Monday, October 25

A truck bomb kills at least 18 in northern Syria under Turkish control | International

An attack caused by a truck loaded with explosives has claimed at least 18 dead and 75 injured on Tuesday in the center of Al Bab, in an area of ​​northwestern Syria controlled by rebel militias affiliated with Turkey since 2017, according to the Syrian Observatory for Human Rights, NGO with informants on the ground. Images from the scene of the explosion, near the city’s bus station, disseminated through social networks showed scenes of destruction and chaos, as emergency services tried to evacuate the victims among the rubble. No group has claimed responsibility for the attack so far.

The Syrian Observatory specified that the attack had been registered near the Ozman Mosque, in the heart of Al Bab. The fatalities included 13 civilians. Several of the injured are hospitalized in critical condition, according to the Syrian NGO, which has reported cases of missing people among the ruins of buildings.

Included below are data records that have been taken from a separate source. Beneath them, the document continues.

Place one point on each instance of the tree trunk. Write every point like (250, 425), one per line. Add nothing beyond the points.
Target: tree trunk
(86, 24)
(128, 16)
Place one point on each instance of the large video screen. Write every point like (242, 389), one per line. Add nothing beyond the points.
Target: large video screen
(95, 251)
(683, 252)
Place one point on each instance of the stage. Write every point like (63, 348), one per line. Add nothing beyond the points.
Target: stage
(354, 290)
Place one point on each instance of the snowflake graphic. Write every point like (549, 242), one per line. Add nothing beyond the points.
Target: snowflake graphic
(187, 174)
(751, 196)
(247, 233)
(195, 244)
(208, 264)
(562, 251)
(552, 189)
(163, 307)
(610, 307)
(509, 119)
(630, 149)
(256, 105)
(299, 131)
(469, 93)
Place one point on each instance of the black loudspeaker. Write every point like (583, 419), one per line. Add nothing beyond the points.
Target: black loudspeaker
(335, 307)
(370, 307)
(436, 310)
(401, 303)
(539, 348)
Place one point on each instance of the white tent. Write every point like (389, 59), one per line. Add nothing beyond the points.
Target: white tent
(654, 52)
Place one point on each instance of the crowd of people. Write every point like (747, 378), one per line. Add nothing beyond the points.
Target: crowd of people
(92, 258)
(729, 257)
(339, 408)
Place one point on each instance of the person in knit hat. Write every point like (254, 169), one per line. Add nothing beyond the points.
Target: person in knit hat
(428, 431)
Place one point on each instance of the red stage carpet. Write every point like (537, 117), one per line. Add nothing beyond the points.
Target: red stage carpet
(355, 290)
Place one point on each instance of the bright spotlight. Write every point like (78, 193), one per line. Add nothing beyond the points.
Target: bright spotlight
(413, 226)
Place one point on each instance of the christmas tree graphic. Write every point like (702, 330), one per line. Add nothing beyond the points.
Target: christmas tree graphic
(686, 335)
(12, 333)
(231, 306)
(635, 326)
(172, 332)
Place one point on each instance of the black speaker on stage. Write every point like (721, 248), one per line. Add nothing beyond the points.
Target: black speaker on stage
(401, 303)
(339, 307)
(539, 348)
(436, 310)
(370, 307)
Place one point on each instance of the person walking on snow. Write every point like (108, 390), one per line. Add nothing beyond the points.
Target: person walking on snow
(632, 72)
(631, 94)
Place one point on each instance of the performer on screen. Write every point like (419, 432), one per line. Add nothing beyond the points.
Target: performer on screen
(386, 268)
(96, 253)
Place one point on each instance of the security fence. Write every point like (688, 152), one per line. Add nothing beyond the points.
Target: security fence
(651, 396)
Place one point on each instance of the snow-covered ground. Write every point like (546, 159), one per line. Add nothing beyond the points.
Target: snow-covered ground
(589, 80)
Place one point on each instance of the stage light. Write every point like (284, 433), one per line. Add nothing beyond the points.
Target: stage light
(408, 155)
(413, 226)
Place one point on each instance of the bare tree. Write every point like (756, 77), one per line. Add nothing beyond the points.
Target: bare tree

Several buildings were severely damaged by the powerful blast wave and at least one of them collapsed in Al Bab. The civil defense group White Helmets, linked to rebels fighting the Damascus regime for almost a decade, reported that several children were among the victims of the explosion.

Forces from Turkey and its allies from the Free Syrian Army (Islamist groups) evicted the jihadists of the Islamic State (ISIS) from their stronghold in Aleppo province (Syrian northwest) three years ago. With this offensive, Ankara prevented the Kurdish militias from advancing, the People’s Protection Units, a force led by the Syrian Democratic Front, an ally of the United States in the fight to defeat the ISIS Caliphate in March 2019.

Since 2014, Turkey has launched successive offensives in northern Syria to drive Kurdish militias from the border, which it accuses of being linked to the Turkish separatist guerrilla group of the Kurdistan Workers’ Party (PKK), which has taken up arms against The power centers of Ankara from 1984.

Attacks are common in northern Syrian border areas controlled by Kurdish forces or Turkey’s allied militias. The last major attack in Al Bab, in November last year, caused about twenty deaths due to the explosion of a car bomb.

In January 2019, two dozen people, including two US soldiers and two military contractors, also lost their lives in the nearby city of Manbij, in a suicide action by a terrorist who blew up his explosive-laden vest.

The Al Bar bombing comes the day after the Kurdish leaders who control much of the northeast of the country announced the release of 25,000 Syrians detained in the Al Hol camp. Close to 65,000 people are crowded into this compound, including relatives of Islamic State fighters and civilians displaced by the war. The Kurdish authorities specified that the “general amnesty” will not affect foreigners detained awaiting trial for their ties to ISIS.